TOKYO: Visitors to Google Maps can now roam virtually through the overgrown streets of an abandoned town where time has stood still since a tsunami crippled Japan’s Fukushima nuclear plant two years ago.
Half of the town of Namie, on the Pacific coast, sits within the 20-kilometre (12-mile) evacuation zone around the nuclear plant, which was wrecked when the 2011 tsunami crashed into Japan.
With cooling systems knocked out by the tsunami, three reactors at the plant melted down, spewing radioactive particles into the air, soil and sea and forcing Namie’s entire population of 21,000 to flee.
“The world is moving on to the future after the disaster… but time has stopped in the town of Namie,” said mayor Tamotsu Baba, writing on a blog for Google Japan.

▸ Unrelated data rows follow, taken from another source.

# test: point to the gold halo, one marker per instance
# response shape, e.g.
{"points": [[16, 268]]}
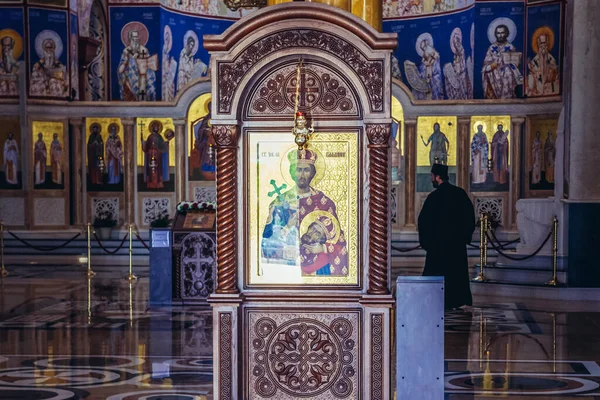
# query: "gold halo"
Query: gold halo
{"points": [[313, 216], [96, 124], [154, 122], [18, 46], [116, 126], [285, 167], [477, 123], [544, 30]]}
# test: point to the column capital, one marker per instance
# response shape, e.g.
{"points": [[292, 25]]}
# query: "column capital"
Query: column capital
{"points": [[517, 120], [76, 122], [128, 121]]}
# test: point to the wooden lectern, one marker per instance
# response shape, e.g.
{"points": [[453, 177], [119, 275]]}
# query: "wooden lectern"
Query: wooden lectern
{"points": [[302, 304]]}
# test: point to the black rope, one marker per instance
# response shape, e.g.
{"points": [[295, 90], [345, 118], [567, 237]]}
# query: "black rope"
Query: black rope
{"points": [[119, 247], [498, 249], [39, 248], [142, 240], [405, 250]]}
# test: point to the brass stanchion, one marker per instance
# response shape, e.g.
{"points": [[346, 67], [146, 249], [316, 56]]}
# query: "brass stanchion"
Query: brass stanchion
{"points": [[554, 280], [483, 224], [90, 273], [3, 271], [131, 277]]}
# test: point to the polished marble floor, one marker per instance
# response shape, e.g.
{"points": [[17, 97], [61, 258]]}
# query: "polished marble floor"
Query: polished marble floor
{"points": [[64, 337]]}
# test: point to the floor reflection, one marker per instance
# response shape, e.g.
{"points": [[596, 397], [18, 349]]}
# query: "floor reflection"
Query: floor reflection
{"points": [[65, 337]]}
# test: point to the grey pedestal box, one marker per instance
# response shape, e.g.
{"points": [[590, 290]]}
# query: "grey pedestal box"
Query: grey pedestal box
{"points": [[420, 338]]}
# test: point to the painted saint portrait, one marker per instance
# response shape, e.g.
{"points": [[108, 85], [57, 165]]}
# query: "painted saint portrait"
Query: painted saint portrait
{"points": [[490, 150], [501, 73], [105, 155], [543, 73], [49, 76], [137, 68], [10, 154], [456, 75], [49, 155], [190, 68], [12, 49], [426, 79], [306, 211], [169, 66], [156, 156]]}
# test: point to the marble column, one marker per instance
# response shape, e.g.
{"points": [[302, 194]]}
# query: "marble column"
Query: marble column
{"points": [[410, 173], [180, 156], [129, 168], [463, 152], [516, 137], [582, 189], [79, 169]]}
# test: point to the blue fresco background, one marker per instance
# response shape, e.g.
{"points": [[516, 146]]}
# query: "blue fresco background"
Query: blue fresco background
{"points": [[41, 19], [121, 16], [180, 24], [549, 15]]}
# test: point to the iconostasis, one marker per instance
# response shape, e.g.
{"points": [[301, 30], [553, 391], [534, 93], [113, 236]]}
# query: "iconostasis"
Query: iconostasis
{"points": [[105, 155]]}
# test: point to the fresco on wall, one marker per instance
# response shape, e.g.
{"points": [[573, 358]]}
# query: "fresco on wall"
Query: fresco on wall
{"points": [[184, 59], [135, 65], [11, 40], [49, 155], [543, 50], [155, 155], [437, 61], [73, 55], [411, 8], [10, 154], [499, 49], [104, 154], [49, 59]]}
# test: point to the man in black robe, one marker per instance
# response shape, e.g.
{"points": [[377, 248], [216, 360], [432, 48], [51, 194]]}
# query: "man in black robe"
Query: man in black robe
{"points": [[446, 226]]}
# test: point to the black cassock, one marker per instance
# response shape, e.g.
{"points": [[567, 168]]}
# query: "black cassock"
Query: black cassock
{"points": [[446, 226]]}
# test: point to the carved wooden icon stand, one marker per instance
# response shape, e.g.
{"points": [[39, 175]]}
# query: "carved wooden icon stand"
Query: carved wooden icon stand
{"points": [[327, 338]]}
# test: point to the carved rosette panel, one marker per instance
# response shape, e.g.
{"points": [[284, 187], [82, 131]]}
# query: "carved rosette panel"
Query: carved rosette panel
{"points": [[379, 138], [198, 265], [102, 206], [370, 72], [295, 355], [226, 140], [48, 211], [320, 90], [493, 206], [205, 194], [376, 356], [154, 207], [225, 355]]}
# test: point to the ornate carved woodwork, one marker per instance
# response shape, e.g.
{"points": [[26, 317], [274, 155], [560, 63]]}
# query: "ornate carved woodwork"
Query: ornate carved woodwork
{"points": [[226, 142], [321, 91], [370, 72], [379, 138]]}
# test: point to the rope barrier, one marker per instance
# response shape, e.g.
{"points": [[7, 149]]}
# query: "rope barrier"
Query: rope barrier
{"points": [[39, 248], [119, 247], [405, 250], [142, 240], [498, 249]]}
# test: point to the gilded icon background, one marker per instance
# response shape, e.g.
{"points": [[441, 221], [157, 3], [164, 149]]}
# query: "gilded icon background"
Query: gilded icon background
{"points": [[490, 143], [49, 155], [432, 144], [303, 210], [105, 154], [155, 155]]}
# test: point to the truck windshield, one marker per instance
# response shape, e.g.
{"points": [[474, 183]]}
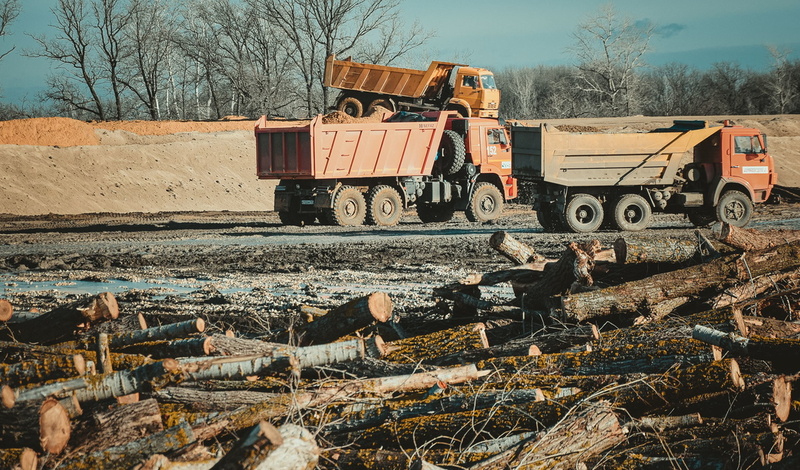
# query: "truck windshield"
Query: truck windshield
{"points": [[487, 81], [747, 144]]}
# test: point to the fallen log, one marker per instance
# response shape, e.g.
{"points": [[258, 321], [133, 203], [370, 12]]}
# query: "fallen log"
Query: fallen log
{"points": [[425, 347], [785, 352], [346, 319], [688, 282], [23, 458], [44, 369], [132, 453], [114, 385], [117, 426], [41, 425], [6, 310], [581, 435], [748, 239], [517, 252], [62, 323], [250, 451]]}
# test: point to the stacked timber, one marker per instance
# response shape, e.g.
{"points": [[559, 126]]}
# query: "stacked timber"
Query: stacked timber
{"points": [[677, 355]]}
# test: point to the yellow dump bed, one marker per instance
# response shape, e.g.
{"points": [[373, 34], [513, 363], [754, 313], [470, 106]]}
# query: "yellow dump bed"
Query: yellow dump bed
{"points": [[596, 159], [381, 79]]}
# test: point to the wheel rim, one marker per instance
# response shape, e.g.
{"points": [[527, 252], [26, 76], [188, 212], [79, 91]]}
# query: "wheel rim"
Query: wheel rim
{"points": [[735, 210]]}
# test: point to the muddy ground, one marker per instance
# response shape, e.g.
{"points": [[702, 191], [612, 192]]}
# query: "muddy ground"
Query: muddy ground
{"points": [[244, 271]]}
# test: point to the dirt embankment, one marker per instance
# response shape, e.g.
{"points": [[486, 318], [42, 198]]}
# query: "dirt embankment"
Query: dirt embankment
{"points": [[64, 166]]}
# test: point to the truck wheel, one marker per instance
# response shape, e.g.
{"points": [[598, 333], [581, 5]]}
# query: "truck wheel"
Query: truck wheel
{"points": [[384, 206], [441, 212], [351, 106], [485, 204], [452, 153], [583, 214], [701, 217], [294, 218], [735, 208], [349, 207], [632, 212]]}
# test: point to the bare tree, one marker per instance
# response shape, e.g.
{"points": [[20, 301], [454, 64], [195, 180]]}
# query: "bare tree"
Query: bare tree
{"points": [[9, 11], [150, 32], [319, 28], [72, 48], [609, 50], [782, 80]]}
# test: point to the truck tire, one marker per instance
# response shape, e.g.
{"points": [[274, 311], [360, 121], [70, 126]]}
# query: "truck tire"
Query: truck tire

“I hope these street views will show the people of future generations what the great earthquake and nuclear disaster brought,” he said.
“We need many years and many people’s cooperation to rise again from the nuclear crisis. We will never give up on getting back our hometown,” he said.
The natural disasters killed nearly 19,000 people, including those whose bodies are yet to be recovered.
Some parts of the town were swamped by the waves of March 11. Houses and other buildings damaged by the water can be clearly seen.
But many of the buildings are intact, abandoned when the sudden order to evacuate came two years ago.
Tens of thousands of people in the area were forced from their homes by the nuclear catastrophe, the worst the world has seen since the 1986 disaster at Chernobyl.
No one is officially recorded as having died as a direct result of the radiation, but scientists warn some areas may remain contaminated for decades, while those most heavily polluted could be uninhabitable forever.